懐中電灯も滑り落ちた拍子に、壊れたのかな……。頼りない点滅を繰り返す。
(何で私は、こんなに弱いんだろ……)
雨粒か涙粒かわからないモノが、目に浮かんで真っ暗な視界がぼやけていく。
ーーだから、泣くな!
懐かしい家康の声が、まだ耳に残ってる。

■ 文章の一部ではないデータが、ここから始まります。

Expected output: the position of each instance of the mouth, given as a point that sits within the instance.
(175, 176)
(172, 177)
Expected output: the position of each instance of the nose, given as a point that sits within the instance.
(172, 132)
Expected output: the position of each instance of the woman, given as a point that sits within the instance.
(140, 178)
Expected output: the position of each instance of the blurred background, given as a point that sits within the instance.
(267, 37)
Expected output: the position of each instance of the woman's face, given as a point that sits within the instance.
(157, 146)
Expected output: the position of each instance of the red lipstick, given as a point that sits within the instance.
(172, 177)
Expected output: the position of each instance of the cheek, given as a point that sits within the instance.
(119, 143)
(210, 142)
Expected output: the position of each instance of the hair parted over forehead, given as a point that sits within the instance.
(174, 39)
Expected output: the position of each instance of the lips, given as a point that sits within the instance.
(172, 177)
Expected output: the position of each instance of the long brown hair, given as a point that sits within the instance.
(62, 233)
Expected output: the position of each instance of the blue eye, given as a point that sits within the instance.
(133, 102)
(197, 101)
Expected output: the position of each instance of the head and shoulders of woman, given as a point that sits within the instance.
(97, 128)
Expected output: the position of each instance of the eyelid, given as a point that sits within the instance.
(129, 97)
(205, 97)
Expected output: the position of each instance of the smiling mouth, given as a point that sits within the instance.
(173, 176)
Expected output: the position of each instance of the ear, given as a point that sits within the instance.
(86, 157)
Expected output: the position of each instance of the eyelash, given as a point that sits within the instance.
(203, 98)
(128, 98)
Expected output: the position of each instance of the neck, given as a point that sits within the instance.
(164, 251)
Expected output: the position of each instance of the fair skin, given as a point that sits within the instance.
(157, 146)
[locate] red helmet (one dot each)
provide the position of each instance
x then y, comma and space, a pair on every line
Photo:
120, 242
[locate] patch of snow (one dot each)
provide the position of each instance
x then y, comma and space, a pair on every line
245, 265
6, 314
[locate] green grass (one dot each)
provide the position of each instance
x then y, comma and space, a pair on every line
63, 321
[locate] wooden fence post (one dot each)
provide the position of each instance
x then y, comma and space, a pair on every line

小学校一年生の遠足。
あの時も確か……。
ーーわぁっ!お花いっぱい!
春の陽気の暖かい日。
野原の端っこで、一人夢中になって花を摘んだ。担任の先生が結婚するって聞いて、プレゼントしたくて。
シロツメグサの花冠を。
花がある方に向かって、しゃがみ込んだまま、どんどん奥に……。
ーーあれ?皆んなは?ここ、どこ?
周りを見渡しても、自分の背より高い茂みしか見えなくて。迷路みたいに進んでも、進んでも、一向に変わらない景色。
ーーうっ……。
遂に私は泣き出した。
もう二度と皆んなに会えない気がして。もしかしたら、もう家に帰れないんじゃないかと不安で仕方がなかった。
そんな時、近くの茂みがガサゴソ動いて、
ーーひっくぐっ…。ぐすっ。
ーー泣き虫。みーっけ。
木の枝で茂みをかき分け、現れた家康。
ーーいっちゃん!
ーーだめだろ!勝手にどっかいったら!
ーーご、めんな…さい…。せ、んせいに、お嫁さんの……うっ。ぐずっ。
安心した私は、余計に涙が止まらなくて……。泣きながら、どうして居場所がわかったの?って聞いたら、家康は少し照れ臭そうに頭をポリポリ掻いて、
ーーひまり見つけるの、おれの特技だから///
ーーぐすっ……。とくぎ?
ーーだから、泣くな!
ーーう、ん。…ありがと!
やっと泣き止んだ私の手を家康は握って……。木の枝を刀のように振り回しながら、皆んながいる場所まで連れてってくれた。